Supuestamente ese canal sería accesible por televisión abierta, vía UHF. El problema es que ese acceso requiere de
un dispositivo que aún no está en venta y que, muy probablemente, además del costo del aparato habría que pagar
una renta. Con ello baja notablemente el atractivo, por lo que lo más probable es que sólo terminen viéndolo los suscriptores de Cablevisión (dueña de la concesión) y de Sky.

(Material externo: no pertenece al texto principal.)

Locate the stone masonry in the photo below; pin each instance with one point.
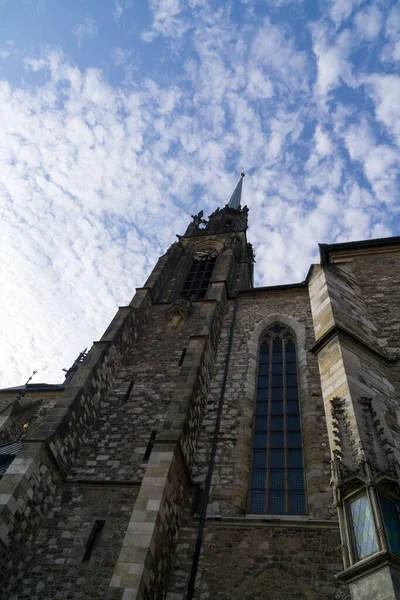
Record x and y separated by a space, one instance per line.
135 478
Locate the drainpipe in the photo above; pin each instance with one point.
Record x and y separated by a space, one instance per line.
203 512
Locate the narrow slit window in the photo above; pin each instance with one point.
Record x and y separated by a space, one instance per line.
277 482
198 280
182 358
93 539
149 447
128 392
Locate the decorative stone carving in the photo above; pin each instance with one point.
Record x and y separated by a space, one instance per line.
178 312
342 594
344 450
196 224
378 452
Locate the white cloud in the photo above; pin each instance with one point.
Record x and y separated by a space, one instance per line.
119 7
167 19
385 91
120 56
369 22
340 10
391 50
323 144
97 179
85 30
332 60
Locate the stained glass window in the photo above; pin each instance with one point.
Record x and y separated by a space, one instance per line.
277 483
363 527
390 512
198 279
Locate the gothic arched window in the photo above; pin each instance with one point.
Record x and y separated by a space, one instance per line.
277 475
198 279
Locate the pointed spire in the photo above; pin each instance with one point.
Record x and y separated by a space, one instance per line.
236 197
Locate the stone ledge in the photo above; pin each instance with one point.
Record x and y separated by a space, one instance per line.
369 565
275 521
339 331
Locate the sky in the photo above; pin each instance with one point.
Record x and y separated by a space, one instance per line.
121 118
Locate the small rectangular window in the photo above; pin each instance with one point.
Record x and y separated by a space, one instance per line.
93 539
182 358
128 392
149 447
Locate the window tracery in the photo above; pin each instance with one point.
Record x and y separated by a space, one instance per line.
277 476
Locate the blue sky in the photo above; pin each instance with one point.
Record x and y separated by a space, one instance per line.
119 119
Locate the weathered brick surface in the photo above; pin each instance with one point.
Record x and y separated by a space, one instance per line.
27 492
117 442
232 465
245 560
54 567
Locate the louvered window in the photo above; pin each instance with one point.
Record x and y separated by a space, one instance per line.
277 477
198 279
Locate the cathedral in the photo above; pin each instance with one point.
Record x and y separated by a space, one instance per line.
220 441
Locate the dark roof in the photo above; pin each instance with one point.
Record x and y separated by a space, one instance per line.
35 387
326 249
7 454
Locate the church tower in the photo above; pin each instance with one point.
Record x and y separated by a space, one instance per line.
220 441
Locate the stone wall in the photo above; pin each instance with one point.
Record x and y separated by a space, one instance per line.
28 488
233 462
27 492
54 566
260 559
30 410
117 442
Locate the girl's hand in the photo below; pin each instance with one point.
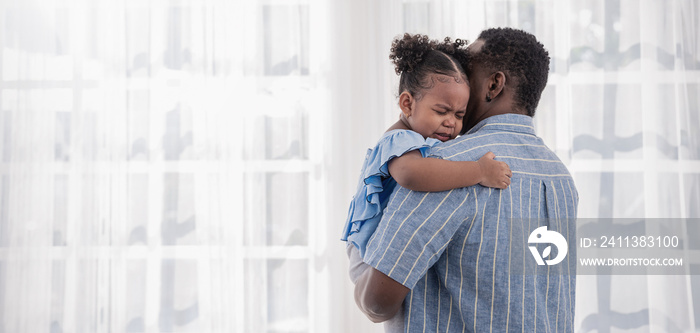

Otro problema para el canal es que, según versiones de prensa, Carlos Slim debería vender su participación de
49% en Cablevisión para que Zoom.TV pudiera verse fuera de la zona metropolitana de la ciudad de México. De no
hacerlo, la sociedad Cablevisión-América Móvil estaría violando las leyes antimonopolio y la Comisión Federal de
Competencia tendría que intervenir.
Para acabar de hacer menos color de rosa el panorama, aún no hay fecha para que el Canal 46 inicie transmisiones.
Con menos alharaca, Multivisión anunció que ellos también empezarán pronto a operar en UHF, en el Canal 52.
La empresa de Joaquín Vargas aprovechó para hacer un cambio estratégico: Guillermo Ortega Ruiz en la conducción de
su alicaído noticiero estelar y Raúl Peimbert, en un movimiento lateral, a la dirección del nuevo canal.
Es significativo hacer notar que las concesiones para los dos canales que zanjaban una larga disputa legal
entre Televisa y MVS fueron otorgadas en noviembre de 2000, en plena agonía del régimen priista. Pero con la
discrecionalidad de siempre.
Y es interesante constatar que el nuevo gobierno ya no prorrogó concesiones a radiodifusores por diez años sino
por cuatro. Quizá vendrán más cambios.
Cablevisión y su canal místico
Si a fin de cuentas la difusión va a ser limitada a cable y Sky, uno se pregunta por qué Televisa dio tantos brincos
si no sabe cómo llenar los canales del servicio básico de Cablevisión. El canal 39 fue, durante un par de semanas, "The
Film Zone", con películas de hace dos o tres décadas. Ahora se llama "Infiniti" y está dedicado a la mística. Yo ya lo
borré, porque no sirve ni para hacer zapping.